Wednesday, April 16, 2008

Will is the soil from which hope arises

"In the movie Awakenings, there is a scene in which an elderly woman sits motionless, confined to a wheelchair because of childhood encephalitis. The Oliver Sacks character in the movie, played by Robin Williams, fails to get any response from this woman through conversation or standard stimuli until he accidentally drops an object into her lap. She immediately reaches out to catch it. Sacks pauses to consider what has happened. He then steps back and tosses a tennis ball, with the same result: a precise catch by a woman who heretofore has been silent and immobile. When pressed by his supervising clinician as to how and why this woman can dexterously catch a tossed ball, Sacks replies that she has borrowed the "will" of the ball.
I have seen the movie again and it is this particular phrase that has stuck with me. We all borrow will: from our parents as we grow up, from coaches or mentors, even from stars and famous personages with whom we connect in less immediate ways. It is our will that is the substance of our life. When we lose it, we are on a path to a kind of death, since will is the soil from which hope arises."

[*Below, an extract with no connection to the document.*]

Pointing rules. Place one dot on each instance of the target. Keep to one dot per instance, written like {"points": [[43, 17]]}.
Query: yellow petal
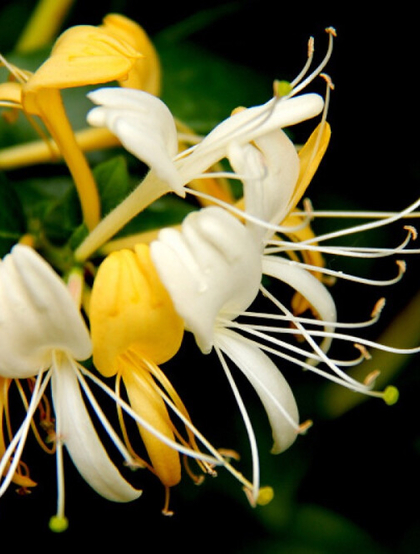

Paul Hawken, The Ecology of Commerce. A Declaration of Sustainability. (Chapter "The opportunity of insignificance").

2 comments:

Davy said...

I asked for an "electrochoc", maybe you should better toss a ball to me ;-)

Cedric said...

Yes, I thought about you when reading this passage, and posted it in part for you. Maybe you should get back to playing volleyball, or start basket ball ?!